The macroeconomic landscape appears to be getting more complicated. Trump continues to assert his influence globally by imposing his tariff policies. Recently, he gave Russia a 50-day ultimatum, possibly shorter, and issued severe threats. The global economic system is undeniably undergoing a transformation. But what about cryptocurrencies?
Cryptocurrencies on July 16
As the global economic system aligns less with US interests, Trump has taken charge with a tough stance. By disciplining all trade partners with tariff threats, he aims to balance the increasing debt backed by printed dollars using America’s military and political dominance. While the US debt ceiling has been raised by 5 trillion dollars, this seems to be just a narrative.
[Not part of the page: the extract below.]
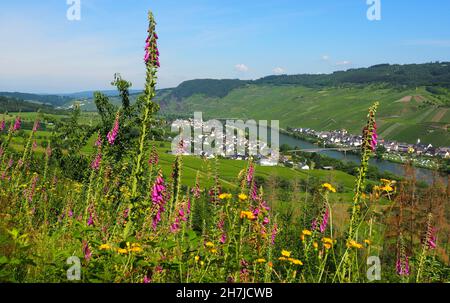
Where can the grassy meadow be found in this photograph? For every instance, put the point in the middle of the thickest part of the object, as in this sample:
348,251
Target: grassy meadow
97,198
It’s likely that within a few years, we will witness annual increases ranging from 7 to 10 trillion dollars, reaching unmanageable debt levels.
By creating a narrative around manageable debt through tariffs, Trump seeks to distract the world. Since the tariffs began in April, we have seen a global minimum customs tax of 10%, with some countries experiencing rates of 20% or higher. Despite this, the Producer Price Index (PPI) data came in below expectations today, with BTC returning above 119,000 dollars. However, in the long run, tariffs will likely drive inflation higher, delaying any Federal Reserve rate cuts due to the effective customs tax rate nearing 20%.
Analysts’ Cryptocurrency Predictions
This marks a first since April. What’s happening for the first time? Daily trading volume on the Coinbase exchange reached levels last seen when the BTC price bottomed out at 74,000 dollars. Yesterday, for the first time, US investors showed intense interest in Bitcoin $119,770, with price resilience indicating a potential increase in US central demand, as there was no massive selling with increased volume.
Analyst Jelle believes the upward trend will continue as long as the 118,000-dollar support level holds. He identifies 120,000 dollars as resistance and expects momentum to build if one of these key areas is breached.
Analyst Nagato noted the TOTAL2 chart, which reflects the total value of cryptocurrencies excluding BTC, moving towards 1.6 trillion dollars.
A close above this region could signify the start of a major move for altcoins.